The three CDC use cases

Beyond the pandemic, there is not a healthcare stakeholder in the U.S. that is not thinking about, talking about, and—best case scenario—attempting to integrate SDOH as part of its outcomes strategy and business model.

It's fair to say that cloud computing, 5G, and Fast Healthcare Interoperability Resources have been the missing link for efficient data exchange. Maybe that's why the CDC is now in a position to target use cases based on "the functionality and interoperability required to allow an end-user to send and exchange coded SDOH-related data." Those use cases are:

  • Community Health Needs Assessment [CHNA] Leveraging Individual Level Social Care Data
     
  • Assessment of State, Local and Territorial Health Department Diabetes Programs
     
  • Monitoring Federal Program Successes for Individual, Program, and Population Health Advancement

Why these three? The prevalence and high-cost of diabetes, and the government's need to improve federal program outcomes—including value-based care models—are obvious.

But what about the CHNA? The assessment—which hospitals are required to complete the assessment every three years, uses community input and multiple data sources, ­­­­including and increasingly third-party SDOH data—helps prioritize community need on the road to effective interventions. And while a robust CHNA is not the same thing as an overall health equity strategy, the assessment has new importance in the SDOH era.

Systemic focus

SDOH priorities often focus on food, housing, and transportation. Other target areas include finance and literacy (both health and digital). The CDC's five SDOH domains include Food and Nutrition Security but are otherwise, and logically, more systemic:

  • Built Environment. The human-made surroundings that influence and drive community and individual health.
     
  • Community-Clinical Linkages. Connections between "health care systems and services, public health agencies, and community-based organizations to improve population health."
     
  • Social Connectedness. "[T]he degree to which individuals or groups of individuals have and perceive their desired number, quality, and diversity of relationships that create a sense of belonging and being cared for, valued, and supported."
     
  • Tobacco-Free Policy. Policies that are "population-based, preventive measures to reduce tobacco use and tobacco-related morbidity and mortality."

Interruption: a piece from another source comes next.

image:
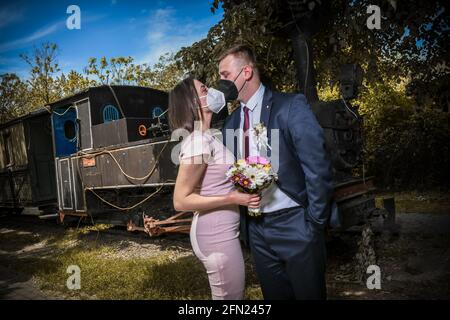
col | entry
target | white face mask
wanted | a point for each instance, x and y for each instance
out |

The CDC focus areas highlight the distinction between individual, community, public, and population health, with some emphasis on industry and interpersonal system support. For example, Community-Clinical Linkages is more about how stakeholders work together to achieve SDOH goals. Social Connectedness seems unique among the CDC's defined SDOH objectives, and yet combating loneliness—particularly for seniors—has been a priority for multiple stakeholders during the pandemic.

Bringing stakeholders together in an efficient way is on the CDC's radar and was part of its SDOH Public Health Use Case Workgroup announcement. The agency's director of the Office of Informatics and Information Resource Management, Timothy Carney, PhD, MPH, has stated:

"We recognize that there are a lot of organizations, entities, activities, and individuals who are doing front-line work on social determinants and health equity … [M]any of us are building systems, solutions, technology applications, strategy, policies, etc. The hope however, is that we can identify a common framework, a future state diagram that all of us can begin to point to."

Laura Beerman is a contributing writer for HealthLeaders.


KEY TAKEAWAYS

Recognizing its lags, the Centers for Disease Control & Prevention is joining interoperable data exchange advances by defining three uses cases for social determinants of health data.

The uses cases include hospital, health department, and federal program activities.

The goal is to prevent duplication of effort as multiple stakeholders build response mechanisms for SDOH.